Одно время я подружился с Иваном Мызгиным, бывшим моряком. Он гордился своим дедом, революционером, написавшим книгу «Не бог, не царь и не герой». Он знал, что я пробую перо, поэтому охотно поведал мне о своей близости к литературе. С ним мы бывали и у меня дома, даже иногда я оставлял его у нас, спал, конечно, на полу. Потом, когда я ушел из театра, дружба наша сама собой распалась. Были люди разные, но не обо всех даже можно и рассказать, потому что самое интересное в них связано либо с каким-либо преступлением, либо с чем-нибудь неприличным.
Не помню точной причины моего ухода из театра, но, кажется, ушел потому, что работа была вечерняя и я из-за нее пропускал занятия в драмкружке. Вечернюю школу я посещать мог, потому что занятия в ней были в две смены – утреннюю и вечернюю, а вот драмкружок работал только вечерами.
После ухода из театра жизнь стала более напряженной. Я стал больше и систематичнее заниматься, стал больше читать. Увлекся Горьким. Его ранние рассказы, собранные в книге «По Руси», научили меня чувствовать радость простой физической жизни. Этому, конечно, способствовала сама молодость. Тогда же я прочитал «Дело Артамоновых» и две первые книги «Клима Самгина». С большой радостью открыл для себя Джека Лондона, тогда я прочитал его «Путешествие на «Снарке»». По утрам, когда не работал, я шел в газетный киоск покупать «Неделю» – приложение к газете «Известия», регулярно покупал «Курьер Юнеско» и журнал «Америка», который продавщица специально для меня откладывала. Читал журналы «Наука и жизнь» и «Вокруг света» – все это как-то расширяло мой кругозор.
В это время я вел записную книжку, в которую вносил свои жизненные наблюдения. В книжке появлялись какие-то записи политического характера. Я почему-то находил в жизни некоторую несправедливость – и это при том, что в целом был настроен социалистически, верил в социализм и в построение коммунистического общества. Тогда же я познакомился с учениями утопистов, читал «Город солнца» Кампанеллы, хотя читал поверхностно.
Пережив зиму 1961-1962 годов, я в очередной раз уволился с работы и решил навестить родное село Веселое. У меня был замысел – повидаться с друзьями детства, вообще навестить родную землю и оттуда пойти по Руси, как ходил Горький.
Хомутовка. Лето 1362 года
Никогда не забуду теплого июньского дня, когда я, сойдя с поезда в Моршанске, вышел в поле, которое начиналось сразу же за новым вокзалом. Ветерок трепал на мне рубашку, и я всем телом чувствовал его ласку и нежность, которые я отнес просто на счет родины, родной земли. Нет слов, чтобы выразить то состояние всего организма, состояние легкости и счастья, какое я испытал. Так меня встречала родная земля.

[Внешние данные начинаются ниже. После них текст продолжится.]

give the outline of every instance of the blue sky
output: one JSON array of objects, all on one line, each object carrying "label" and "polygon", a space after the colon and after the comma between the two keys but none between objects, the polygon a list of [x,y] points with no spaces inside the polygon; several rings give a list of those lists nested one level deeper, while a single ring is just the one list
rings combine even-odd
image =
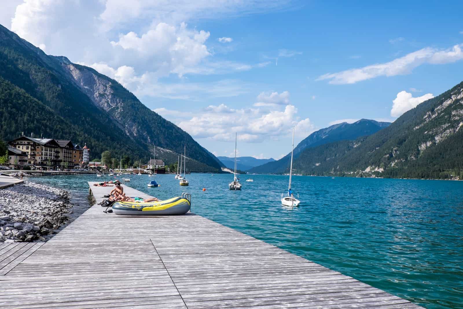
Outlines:
[{"label": "blue sky", "polygon": [[238,132],[239,155],[278,158],[294,126],[297,144],[343,120],[392,121],[463,80],[461,1],[190,2],[13,0],[0,23],[220,156]]}]

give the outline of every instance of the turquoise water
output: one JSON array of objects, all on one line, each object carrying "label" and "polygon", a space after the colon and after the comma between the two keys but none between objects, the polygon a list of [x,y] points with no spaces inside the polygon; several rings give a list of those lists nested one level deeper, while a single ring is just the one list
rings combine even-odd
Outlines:
[{"label": "turquoise water", "polygon": [[[192,194],[192,210],[428,308],[463,308],[463,182],[295,177],[301,205],[282,206],[288,177],[131,175],[128,185],[162,199]],[[37,177],[87,196],[94,175]],[[252,178],[254,182],[246,182]],[[203,191],[203,188],[206,191]]]}]

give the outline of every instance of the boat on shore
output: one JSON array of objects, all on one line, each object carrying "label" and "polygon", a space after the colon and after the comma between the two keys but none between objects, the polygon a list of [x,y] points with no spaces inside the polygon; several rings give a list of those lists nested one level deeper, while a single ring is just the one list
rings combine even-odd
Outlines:
[{"label": "boat on shore", "polygon": [[181,196],[165,201],[149,202],[117,202],[113,204],[116,214],[125,215],[161,215],[184,214],[191,208],[191,195],[182,193]]}]

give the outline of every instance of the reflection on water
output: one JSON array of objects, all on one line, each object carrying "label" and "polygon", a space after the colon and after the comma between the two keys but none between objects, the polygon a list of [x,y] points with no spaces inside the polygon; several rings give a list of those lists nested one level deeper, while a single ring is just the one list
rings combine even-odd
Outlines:
[{"label": "reflection on water", "polygon": [[[112,178],[112,177],[111,177]],[[105,177],[105,180],[111,178]],[[295,177],[300,206],[280,202],[288,176],[131,176],[128,185],[165,199],[192,194],[192,211],[429,308],[463,303],[463,182]],[[86,198],[92,175],[37,177]],[[205,188],[206,191],[202,191]]]}]

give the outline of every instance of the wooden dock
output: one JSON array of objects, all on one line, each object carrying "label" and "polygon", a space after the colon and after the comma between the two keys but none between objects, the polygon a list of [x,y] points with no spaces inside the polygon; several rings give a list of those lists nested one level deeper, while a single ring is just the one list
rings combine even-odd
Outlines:
[{"label": "wooden dock", "polygon": [[[97,202],[113,188],[89,183]],[[0,308],[420,308],[194,214],[104,209],[44,244],[0,245]]]},{"label": "wooden dock", "polygon": [[18,179],[6,175],[0,175],[0,189],[4,189],[15,184],[22,183],[24,182],[24,181],[21,179]]}]

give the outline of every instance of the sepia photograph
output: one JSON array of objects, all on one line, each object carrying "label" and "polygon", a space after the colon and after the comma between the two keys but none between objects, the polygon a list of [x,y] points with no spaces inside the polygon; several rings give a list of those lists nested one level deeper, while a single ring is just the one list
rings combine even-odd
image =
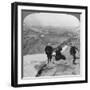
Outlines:
[{"label": "sepia photograph", "polygon": [[12,86],[87,82],[86,16],[84,6],[13,3]]},{"label": "sepia photograph", "polygon": [[80,75],[80,14],[22,11],[23,77]]}]

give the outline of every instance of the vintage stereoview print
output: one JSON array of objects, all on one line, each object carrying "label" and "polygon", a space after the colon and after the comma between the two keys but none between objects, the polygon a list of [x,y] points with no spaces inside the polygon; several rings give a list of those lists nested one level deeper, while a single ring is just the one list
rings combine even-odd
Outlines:
[{"label": "vintage stereoview print", "polygon": [[87,82],[87,7],[12,4],[12,86]]},{"label": "vintage stereoview print", "polygon": [[80,13],[22,11],[23,77],[80,75]]}]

От Моршанска я доехал уже каким-то местным поездом до станции «Хлудово», от которой до Хомутовки всего-то километра три. По пути в деревню со мной произошел забавный случай. В поле я выронил из рук записную книжку и ветер развеял по полю листки. Как мог, я их собрал. Но когда я пришел в родное село, там уже были разговоры, что какой-то мужчина разбрасывал по полю листовки, наверное, вражеский агент. Я рассказал, что тот агент был я, но рассказал, конечно, не всем, и разговор еще некоторое время передавался среди жителей села. Дремучести деревенских жителей нет предела. Думаю, теперь там все-таки иначе. Электричества у нас в то время не было, а радио провели лишь в 1956 году – и это был великий праздник.
В Хомутовке я остановился в родовом доме моей матери, где жила ее золовка, тетя Таня. Дом был поделен на две части, одна из которых принадлежала ее сыну, племяннику моей матери, Алексею Федоровичу. Сам Алексей Федорович с женой Полиной и дочерью, моей крестницей Светланой, жил в это время в другом месте. У меня был отдельный вход, и я жил свободно, не очень стесняя тетю Таню.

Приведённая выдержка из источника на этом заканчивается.